“銘血丹?那個武館館主給你的?”曹吞雲有些吊兒郎當的聲音在魏來的耳畔響起。
魏來的思緒被拉扯了回來,他回頭看了看醉眼朦朧,提著酒葫蘆的老人點了點頭:“嗯。”
天色愈發的暗,雨還在下個不停。
雨水敲打在鋪著鴛鴦瓦的屋頂,落在積水的院落,滴滴答答的雨聲如爆竹一般響個不停,但不知為何,夜卻因此更靜了幾分。
“這東西不好。”曹吞雲慢悠悠的說道,拿著酒葫蘆的手放了下去,腳邊的黃狗頗有靈性,抬起前肢,踮起後腿,一口咬住葫蘆,然後用力甩頭,葫蘆便被它高高拋起,然後穩穩當當的落在了他的後背上。
說罷這話,曹吞雲便倚著一旁被雨水打得溼透的木柱旁,饒有興致的看著魏來。
“哦。”
但一如以往每一次與魏來對話的結果一般,魏來總是有辦法以一種出乎他預料的方式結束他們的對話。
魏來就這樣不鹹不淡的應了一聲,轉身便要回到自己那間不大的廂房中。
倚著木柱的曹吞雲臉上肌肉抽搐,欲怒又止。他猶豫了一會,但一想到某些陳穀子爛芝麻的往事,曹吞雲不得不壓下心頭的不忿,厚著臉皮朝著轉身離去的男孩大聲說道:“老夫知道以你現在身子的狀況凝不出武陽神血,但這算不得什麼大事,只要你願意與我回天罡山,好生調理個四五年,身上的隱疾便會好去大半,那時再修行雖然晚了別人一步,但只要肯下功夫,也不是不可能追上同齡人的。”
“何必急功近利,吃下這樣的丹藥,自毀前程呢?”
也不知是不是曹吞雲的話說到了魏來的心坎,男孩已經踏入廂房的那隻腳凌空停了下來。曹吞雲見狀,暗道一聲有戲,
他正要趁熱打鐵,魏來卻忽的回頭看向他。那時男孩的面容在屋中的燭火的照耀下,半明半滅,平靜從容得有些可怕,讓饒是已經縱橫江湖數十年的曹吞雲也不免一愣,。
“前輩。”
“我六歲那年便有人說過,我的身子不入武陽境活不到十六歲。”
“今日,距離我十六歲的生日還有十七天。”
寥寥數語,陳述一般的語氣,講出的卻是一個讓人駭然的事實,而這駭然的事情還恰恰發生在陳述者自己的身上。曹吞雲很難想象,魏來平靜的表象下,此刻究竟是怎樣的心境。
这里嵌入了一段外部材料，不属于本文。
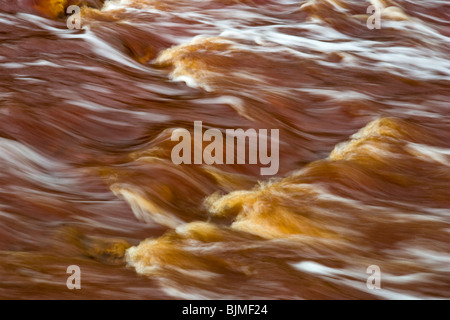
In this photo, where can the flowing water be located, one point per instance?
(86, 176)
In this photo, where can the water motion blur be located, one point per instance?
(87, 178)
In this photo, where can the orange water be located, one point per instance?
(86, 176)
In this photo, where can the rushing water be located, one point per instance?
(86, 176)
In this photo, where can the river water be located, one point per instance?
(87, 178)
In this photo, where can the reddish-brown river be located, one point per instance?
(87, 178)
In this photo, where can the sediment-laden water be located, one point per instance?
(87, 178)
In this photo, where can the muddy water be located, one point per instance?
(86, 176)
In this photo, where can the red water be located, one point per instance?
(86, 176)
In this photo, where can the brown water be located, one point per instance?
(85, 149)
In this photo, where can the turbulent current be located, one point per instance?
(87, 178)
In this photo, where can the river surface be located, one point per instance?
(87, 177)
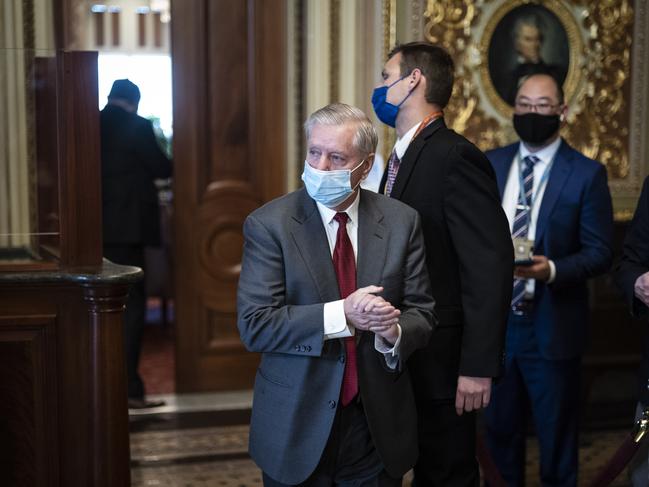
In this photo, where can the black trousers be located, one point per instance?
(134, 316)
(349, 458)
(447, 446)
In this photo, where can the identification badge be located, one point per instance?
(523, 251)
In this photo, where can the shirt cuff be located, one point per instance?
(335, 323)
(390, 352)
(553, 272)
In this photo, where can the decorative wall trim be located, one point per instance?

他的喉結蠕動,下意識的吞下了一口唾沫,張開嘴問道:“誰說的?”
這三個字眼說完,曹吞雲才發現自己的聲音不知為何竟有些乾澀。
“江浣水。”魏來說出了這個名字。
一個很特別,也很是雷貫耳的名字。如果是他下的這樣的定論的話,曹吞雲找不到任何的理由去懷疑這個結論。
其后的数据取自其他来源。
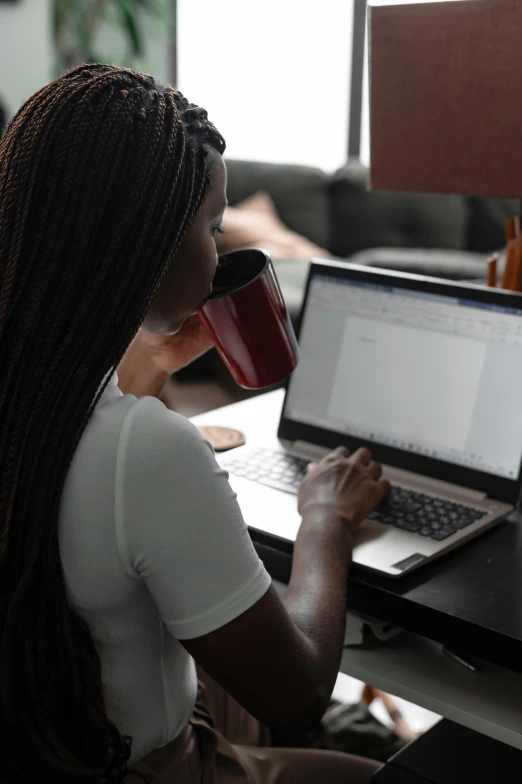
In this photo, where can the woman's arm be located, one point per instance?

他的嘴再次張開,這一次他的喉嚨比起之前更加的乾澀,以至於他難以發出半點的聲音——面對這樣的事實與這樣冷靜的男孩,曹吞雲意識到任何的寬慰都顯得如此的無關緊要。
魏來卻只是沉默著看了老人一會,然後便轉過了身子,再次邁步走向自己的房間。
但曹吞雲以為這樣結束這場對話始終少了些什麼,所以他在魏來走入房門的瞬間,還是用自己並不出色的聊天技巧,說出了這樣一句話:“咳咳。其實這也挺好,好死不如耐活著,有酒喝酒,有肉吃肉……”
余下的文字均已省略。